Larry’s Personal & Tech ramblings

Just another WordPress.com weblog

ARM JPEG Benchmarks part 2

I thought it would be useful to re-run the tests with the C version of my JPEG code. From the results it appears that memory bandwidth is the real limiting factor to the speed and the pixel colorspace conversion gets the most benefit from my optimized ARM assembly language. Also it appears that the OMAP gains more from optimized ASM than the XScale does. Here are the numbers:

C-Code:

PPC: thumbnail: 10.7 milliseconds, DC only: 968 milliseconds, full res: 3734 milliseconds.
SP: thumbnail: 25.1 milliseconds

Mixed C and ASM

PPC: thumbnail: 8.8 milliseconds, DC only: 830 milliseconds, full res: 2700 milliseconds.
SP: thumbnail: 15.1 milliseconds

The load times for the “DC only” and “full res” tests include the time taken to read 4.3MB of data from RAM through the WinCE file system.

These results make sense in that the real benefit of optimization comes from fixing the algorithms and reducing memory usage. The optimized ARM assembly code is certainly helpful in speeding things up, but won’t offer an order of magnitude improvement over what the compiler generates.

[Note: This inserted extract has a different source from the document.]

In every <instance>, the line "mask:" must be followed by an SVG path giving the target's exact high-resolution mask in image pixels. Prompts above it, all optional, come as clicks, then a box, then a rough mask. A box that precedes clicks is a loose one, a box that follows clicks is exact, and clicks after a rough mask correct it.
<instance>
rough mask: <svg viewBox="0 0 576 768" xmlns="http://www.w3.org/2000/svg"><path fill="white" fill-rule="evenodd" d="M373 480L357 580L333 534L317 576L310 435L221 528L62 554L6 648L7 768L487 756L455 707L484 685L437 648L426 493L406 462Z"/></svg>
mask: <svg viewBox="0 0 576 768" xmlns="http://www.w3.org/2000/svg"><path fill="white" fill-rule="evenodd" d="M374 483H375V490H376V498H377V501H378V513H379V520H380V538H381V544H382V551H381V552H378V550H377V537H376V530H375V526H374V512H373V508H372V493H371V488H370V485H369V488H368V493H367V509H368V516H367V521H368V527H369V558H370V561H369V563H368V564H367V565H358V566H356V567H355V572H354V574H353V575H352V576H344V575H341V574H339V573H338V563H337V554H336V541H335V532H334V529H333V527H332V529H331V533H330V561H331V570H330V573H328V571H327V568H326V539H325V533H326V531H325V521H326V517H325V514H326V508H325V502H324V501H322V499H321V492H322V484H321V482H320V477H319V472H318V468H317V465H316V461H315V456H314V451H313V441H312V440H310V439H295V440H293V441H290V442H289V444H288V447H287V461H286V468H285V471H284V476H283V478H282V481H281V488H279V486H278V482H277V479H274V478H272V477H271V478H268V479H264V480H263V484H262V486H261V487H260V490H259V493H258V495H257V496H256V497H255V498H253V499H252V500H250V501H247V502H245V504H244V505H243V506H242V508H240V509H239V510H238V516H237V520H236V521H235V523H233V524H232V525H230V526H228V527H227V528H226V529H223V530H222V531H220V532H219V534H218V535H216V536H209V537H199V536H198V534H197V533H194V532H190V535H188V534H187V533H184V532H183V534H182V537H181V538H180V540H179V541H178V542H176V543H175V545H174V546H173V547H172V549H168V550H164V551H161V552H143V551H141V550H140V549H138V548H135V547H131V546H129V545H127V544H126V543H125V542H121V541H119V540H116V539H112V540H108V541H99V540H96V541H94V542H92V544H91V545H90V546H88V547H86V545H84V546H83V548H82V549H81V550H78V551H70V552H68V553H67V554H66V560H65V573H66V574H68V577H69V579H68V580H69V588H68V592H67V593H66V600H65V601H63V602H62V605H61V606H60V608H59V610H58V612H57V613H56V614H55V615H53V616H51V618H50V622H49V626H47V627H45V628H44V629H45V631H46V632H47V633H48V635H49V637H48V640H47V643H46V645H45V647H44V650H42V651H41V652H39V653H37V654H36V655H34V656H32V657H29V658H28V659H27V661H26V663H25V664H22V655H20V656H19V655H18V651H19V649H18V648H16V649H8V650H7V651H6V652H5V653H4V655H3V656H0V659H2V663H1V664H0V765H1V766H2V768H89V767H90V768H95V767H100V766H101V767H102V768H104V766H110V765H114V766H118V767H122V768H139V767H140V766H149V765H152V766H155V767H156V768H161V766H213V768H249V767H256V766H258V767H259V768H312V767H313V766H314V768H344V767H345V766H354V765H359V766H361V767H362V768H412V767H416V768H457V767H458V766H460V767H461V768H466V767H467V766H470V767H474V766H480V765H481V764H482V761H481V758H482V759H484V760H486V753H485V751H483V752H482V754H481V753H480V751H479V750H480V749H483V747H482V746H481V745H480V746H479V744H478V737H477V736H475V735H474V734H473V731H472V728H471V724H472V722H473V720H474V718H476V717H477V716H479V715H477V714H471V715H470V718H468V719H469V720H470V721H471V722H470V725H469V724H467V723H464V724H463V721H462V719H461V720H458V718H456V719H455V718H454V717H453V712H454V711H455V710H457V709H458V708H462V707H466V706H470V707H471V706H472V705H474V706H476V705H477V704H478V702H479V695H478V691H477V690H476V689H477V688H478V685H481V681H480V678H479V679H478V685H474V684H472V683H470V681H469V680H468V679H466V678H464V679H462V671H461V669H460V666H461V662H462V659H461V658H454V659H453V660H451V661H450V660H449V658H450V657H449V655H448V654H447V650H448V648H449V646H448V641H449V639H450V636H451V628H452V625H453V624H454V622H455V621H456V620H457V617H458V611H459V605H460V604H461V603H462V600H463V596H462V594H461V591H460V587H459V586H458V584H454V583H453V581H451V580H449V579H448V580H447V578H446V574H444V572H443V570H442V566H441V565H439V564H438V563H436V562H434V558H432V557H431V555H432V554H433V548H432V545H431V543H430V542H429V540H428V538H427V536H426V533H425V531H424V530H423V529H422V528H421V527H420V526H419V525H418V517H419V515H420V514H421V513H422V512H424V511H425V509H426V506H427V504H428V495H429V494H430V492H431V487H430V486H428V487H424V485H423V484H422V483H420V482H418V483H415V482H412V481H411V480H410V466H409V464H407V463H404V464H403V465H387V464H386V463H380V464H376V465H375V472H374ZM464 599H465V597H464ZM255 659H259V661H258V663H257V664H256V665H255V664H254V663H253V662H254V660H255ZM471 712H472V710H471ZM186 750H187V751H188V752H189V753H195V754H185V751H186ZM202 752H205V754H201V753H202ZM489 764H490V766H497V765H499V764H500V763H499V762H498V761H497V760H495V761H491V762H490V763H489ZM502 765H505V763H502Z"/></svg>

July 11, 2007 Posted by bitbank | arm, arm9, asm, assembly language, benchmark, jpeg, omap, optimization, performance, pocket pc, smartphone, wince, xscale | | No Comments

ARM JPEG Benchmarks

The great thing about the ARM architecture is that the more I look at a piece of code, the more ways I find to optimize it. The conditional execution, barrel shifter and optional setting of the processor flags create many opportunities for optimization. I’ve spent some more time optimizing my ARM asm JPEG code and now have some hard numbers to publish. I used a HP iPAQ h2210 Pocket PC (400Mhz PXA255) and a HTC Hurricane SmartPhone (195Mhz OMAP 850) to do the testing. I was able to load the file from RAM on the Pocket PC (to reduce file I/O delays), but not on the SmartPhone. The SmartPhone file system does not use RAM for file storage. The slow speed of reading from the miniSD card overtakes the amount of processing time in the tests, so the only test that was run on the SmartPhone was decompressing a 160×120 thumbnail image in RAM. All tests were to decompress the image to a RGB565 bitmap. The thumbnail test decompresses the 160×120 EXIF thumbnail image. The “DC only” test creates a single pixel from each MCU (the 3072 x 2304 image is loaded as 384×288). The “Full res” test decompresses every pixel of the image.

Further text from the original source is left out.